NOUS NE SOMMES QUE DES PASSAGERS DU VAISSEAU SPATIAL TERRE

Par Judith Kusel
Je me souviens d’une conversation que j’ai eue avec l’un de mes cousins qui était agriculteur.
À ce moment-là, nous traversions l’une des sécheresses les plus sévères jamais connues dans le nord du Natal. Toutes les rivières, tous les barrages, etc. étaient à sec. Les fermiers devaient voir leurs animaux mourir et le sol était si dur sous l’effet d’un soleil implacable qu’il ressemblait à du ciment.
Mon oncle, qui était alors un aîné, m’a dit que lorsque toute votre vie et vos moyens de subsistance dépendaient de la Terre mère et des éléments, l’agriculture devenait une question de foi et d’espoir.
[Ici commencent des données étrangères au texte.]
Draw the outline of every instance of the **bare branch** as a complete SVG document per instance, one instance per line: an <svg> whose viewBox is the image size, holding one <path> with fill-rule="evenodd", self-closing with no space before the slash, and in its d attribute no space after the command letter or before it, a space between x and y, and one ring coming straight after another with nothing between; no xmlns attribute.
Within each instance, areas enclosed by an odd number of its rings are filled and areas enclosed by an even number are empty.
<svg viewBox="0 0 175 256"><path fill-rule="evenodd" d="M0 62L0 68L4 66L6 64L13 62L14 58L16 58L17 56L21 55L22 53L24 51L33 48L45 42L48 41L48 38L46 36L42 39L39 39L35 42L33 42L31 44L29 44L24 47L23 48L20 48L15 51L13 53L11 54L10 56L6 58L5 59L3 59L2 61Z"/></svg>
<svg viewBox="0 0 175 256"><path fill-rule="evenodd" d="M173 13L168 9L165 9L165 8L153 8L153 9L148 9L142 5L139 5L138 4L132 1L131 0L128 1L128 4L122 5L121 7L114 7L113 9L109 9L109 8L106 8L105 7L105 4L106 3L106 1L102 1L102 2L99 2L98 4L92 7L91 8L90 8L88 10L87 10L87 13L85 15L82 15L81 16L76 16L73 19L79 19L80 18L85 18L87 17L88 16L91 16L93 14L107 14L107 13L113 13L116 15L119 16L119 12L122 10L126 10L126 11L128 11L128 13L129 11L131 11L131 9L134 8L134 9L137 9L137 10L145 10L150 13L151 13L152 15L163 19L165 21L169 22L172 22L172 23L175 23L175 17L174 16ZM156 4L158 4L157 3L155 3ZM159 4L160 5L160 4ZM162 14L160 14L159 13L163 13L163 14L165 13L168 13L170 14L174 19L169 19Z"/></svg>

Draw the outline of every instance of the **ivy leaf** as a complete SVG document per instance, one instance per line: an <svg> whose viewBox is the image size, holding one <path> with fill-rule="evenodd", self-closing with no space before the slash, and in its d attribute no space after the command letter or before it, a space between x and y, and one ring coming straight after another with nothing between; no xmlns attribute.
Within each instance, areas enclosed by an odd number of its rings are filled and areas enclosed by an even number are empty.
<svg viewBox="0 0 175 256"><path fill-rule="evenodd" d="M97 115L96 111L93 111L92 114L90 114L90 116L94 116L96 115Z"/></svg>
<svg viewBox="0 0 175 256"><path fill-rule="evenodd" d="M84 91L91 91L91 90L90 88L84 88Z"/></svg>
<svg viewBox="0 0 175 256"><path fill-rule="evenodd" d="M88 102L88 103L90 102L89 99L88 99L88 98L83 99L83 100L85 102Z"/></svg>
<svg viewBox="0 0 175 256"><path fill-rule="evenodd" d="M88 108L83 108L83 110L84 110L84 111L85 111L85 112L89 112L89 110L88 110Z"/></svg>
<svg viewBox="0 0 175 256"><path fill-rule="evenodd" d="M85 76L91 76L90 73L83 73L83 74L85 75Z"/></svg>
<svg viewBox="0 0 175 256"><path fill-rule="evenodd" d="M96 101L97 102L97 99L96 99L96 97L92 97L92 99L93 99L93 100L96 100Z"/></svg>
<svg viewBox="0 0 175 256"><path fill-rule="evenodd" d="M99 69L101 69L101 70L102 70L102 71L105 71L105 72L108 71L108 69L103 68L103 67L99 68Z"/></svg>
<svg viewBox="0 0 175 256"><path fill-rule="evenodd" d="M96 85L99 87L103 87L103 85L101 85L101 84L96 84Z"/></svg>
« Chaque soir, je regarde le soleil se coucher et je scrute l’horizon à la recherche du moindre nuage. Ensuite, je ferme simplement les yeux et je prie pour qu’il pleuve, non seulement pour moi, mais aussi pour toute vie et toute forme de vie, car nous ne sommes jamais une île. Nous faisons toujours partie d’une plus grande création et d’un plus grand tout. Nous ne pouvons pas maintenir la vie si nous ne travaillons pas tous ensemble. Oui, dans des moments comme celui-ci, nous ne pouvons pas nous dissocier du reste. Nous nous aidons les uns les autres ».
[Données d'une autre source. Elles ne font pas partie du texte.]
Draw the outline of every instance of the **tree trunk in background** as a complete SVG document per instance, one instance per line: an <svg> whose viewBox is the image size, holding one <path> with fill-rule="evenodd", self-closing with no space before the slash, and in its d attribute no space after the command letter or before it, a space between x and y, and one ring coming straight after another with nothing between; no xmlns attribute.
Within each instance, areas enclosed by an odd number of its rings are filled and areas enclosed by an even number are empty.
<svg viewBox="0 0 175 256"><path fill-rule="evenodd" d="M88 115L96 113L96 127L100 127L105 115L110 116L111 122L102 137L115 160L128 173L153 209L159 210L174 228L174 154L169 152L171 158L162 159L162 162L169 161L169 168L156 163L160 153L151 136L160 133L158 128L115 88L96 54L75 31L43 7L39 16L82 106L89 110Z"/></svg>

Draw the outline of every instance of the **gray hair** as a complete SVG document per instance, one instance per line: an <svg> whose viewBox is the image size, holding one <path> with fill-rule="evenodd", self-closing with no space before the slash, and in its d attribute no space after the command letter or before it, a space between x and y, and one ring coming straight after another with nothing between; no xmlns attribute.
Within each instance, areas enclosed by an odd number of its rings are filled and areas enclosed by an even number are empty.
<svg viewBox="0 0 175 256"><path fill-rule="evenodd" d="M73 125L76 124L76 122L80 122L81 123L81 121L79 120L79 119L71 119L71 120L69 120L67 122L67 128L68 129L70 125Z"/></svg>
Je me souviens des pluies, des cyclones et des torrents, si intenses que les barrages se sont remplis en quelques heures, certains se sont même rompus. Les rivières étaient en crue, les ponts emportés.
Je suis allée me mettre sous la pluie et j’ai fait la danse de la pluie, sentant le parfum exquis de la pluie sur un sol desséché, et mes chiens et d’autres se sont joints à moi. Les gens ont tendu les mains pour essayer d’attraper l’eau…. Des visages souriants, un peu de pluie mélangée à des larmes de gratitude… Des rires… De la joie !
En Afrique, la pluie est une grande bénédiction, car nous connaissons la gravité des sécheresses. Nous savons aussi que nos moyens de subsistance dépendent de l’eau.
Lorsque j’ai revu mon oncle quelques semaines plus tard, il souriait lui aussi, car ses barrages étaient pleins et l’herbe repoussait, les arbres étaient pleins de feuilles vertes… ….
« Vous savez, c’est cela avoir la foi, garder cette vision dans son cœur et son âme, même lorsqu’il n’y a pas le moindre nuage dans le ciel. Hier, l’un des vieux Zoulous est venu me voir et m’a dit qu’il sentait la pluie arriver et que la terre mère allait refleurir. Il m’a donné une lueur d’espoir. Et maintenant, regardez, il pleut plus que nous n’aurions pu l’espérer. Et la vie recommence. En tant qu’agriculteurs, toute notre vie est faite d’espoir et de foi. Nous plantons sans jamais savoir si nous aurons une récolte. Pourtant, je n’échangerais cette vie pour rien d’autre ».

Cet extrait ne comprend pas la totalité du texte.